Last modified: 2013-03-16 12:55:43 UTC
The "size" (bytes) of each revision is not available in revisions prior to the introduction of this feature. Please recompute all the missing "size" values on the entire Wiki. I notice this while using the API to extract the size of old revisions from Wikipedia.
Probably we should compute rev_size on demand if it isn't available and update the database?
@Bryan Tong Minh: I think it is a good option. Eventually all articles would be updated and it would work in all MediaWiki installations. However, it might be easier to run an update script to solve the issue. In the end, its up to the sysadmins to decide :) Please vote the bug up so that it gets fixed.
Removed shell keyword, as there's nothing to do on shell yet - a maintenance script would have to be written I guess?
Created attachment 5981 [details] Proposed patch Proposed patch. Have no opportunity to test it atm.
*** Bug 17421 has been marked as a duplicate of this bug. ***
On-demand size expansion could potentially be expensive for interactive use (eg pulling up a history view with a few hundred revisions); it also wouldn't handle cases like Special:Longpages / Special:Shortpges generation. Bug 18881 covers a request for a maintenance script to update them in bulk.
A maintenance script to populate rev_len for old revisions was added in r63221. Now someone just needs to run it. Adding back "shell" keyword, removing "patch" and "need-review".
Running right now...
Completed for all wikis but enwiki. 650 Million records reviewed so far. enwiki has some 350 Million more that needs to be reviewed and the process runs much much slower on enwiki than on any other wiki.
Great! Thank you, JeLuF.
About 600-700 hours to go...
(In reply to comment #11) > About 600-700 hours to go... It takes longer than the dump script?!? That's slightly bizarre. And an average of less than 2 revs/sec? Is it spending most of its time waiting for slaves or something?
enwiki ... doing rev_id from 43'814'001 to 43'816'000 (total: 363'892'360) in 14.42 seconds, estimated completion in 641.3 hours 2000 revisions in 14 seconds is the current speed. It will become faster at the end when the revisions already have rev_len set.
(In reply to comment #12) I haven't checked, but my guess would be that the dump scripts know how to deal efficiently with Wikimedia's peculiar ways of storing article text. populateRevisionLength.php doesn't, it just fetches the text of one revision at a time, which is probably not optimal when multiple revisions are stored in a single compressed blob. I'll let others who know more about the storage backend stuff decide whether optimizing it somehow would be worth the effort, given that it's never going to be run on Wikimedia wikis again.

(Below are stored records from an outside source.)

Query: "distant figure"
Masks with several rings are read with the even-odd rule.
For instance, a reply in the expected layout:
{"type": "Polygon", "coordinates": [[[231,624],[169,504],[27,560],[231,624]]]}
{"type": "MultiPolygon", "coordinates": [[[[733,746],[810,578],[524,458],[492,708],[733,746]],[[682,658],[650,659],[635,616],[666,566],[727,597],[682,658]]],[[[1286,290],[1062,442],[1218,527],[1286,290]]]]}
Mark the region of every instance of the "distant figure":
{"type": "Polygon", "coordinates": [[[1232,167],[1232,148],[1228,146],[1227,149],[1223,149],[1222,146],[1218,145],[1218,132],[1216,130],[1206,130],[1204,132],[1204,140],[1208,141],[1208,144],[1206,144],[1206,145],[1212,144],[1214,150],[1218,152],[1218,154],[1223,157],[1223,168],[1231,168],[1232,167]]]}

The ticket was open for about 30 months. I think it can wait for another month for completion...
The dump scripts read old revisions from previous dump files; that's why they are faster. When we run them without the so-called prefetch option, they are very slow, much slower than the populateRevisionLength script. We are seeing about 38 revs/second.
(In reply to comment #16) > The dump scripts read old revisions from previous dump files; that's why they > are faster. When we run them without the so-called prefetch option, they are > very slow, much slower than the populateRevisionLength script. Slightly OT, but is that why getting the dump process going again was so painful? Because the longer it went without a complete dump, the more work was needed to generate the next one?
Well it's a bit worse than that; the revision text content of the previous dumps is suspect, so we are running te dumps without prefetch. This is extremely painful. Once the revision length is populated in the db we can compare that against the length of the revision in the previous xml file and if they don't match we can refresh from the db. This will be a big improvement over the current approach.
My rough back-of-the-napkin calculations indicate that since rev_len started to be populated around rev_id 124 million, and the script has processed up to about 51 million revs so far in ascending order, at 2000 revs per 14 secs it should catch up in about 6 days. Do bear in mind though that I can't add :-P
So we're at around revision number 115 600 000 now, and it's taking about 26 seconds for 2000 revs. This extends my estimate. If we see no further slowdowns we will catch up in two days (i.e. by Thursday June 3 at this time).
Done.
Columns in archive tables are not fully populated currently.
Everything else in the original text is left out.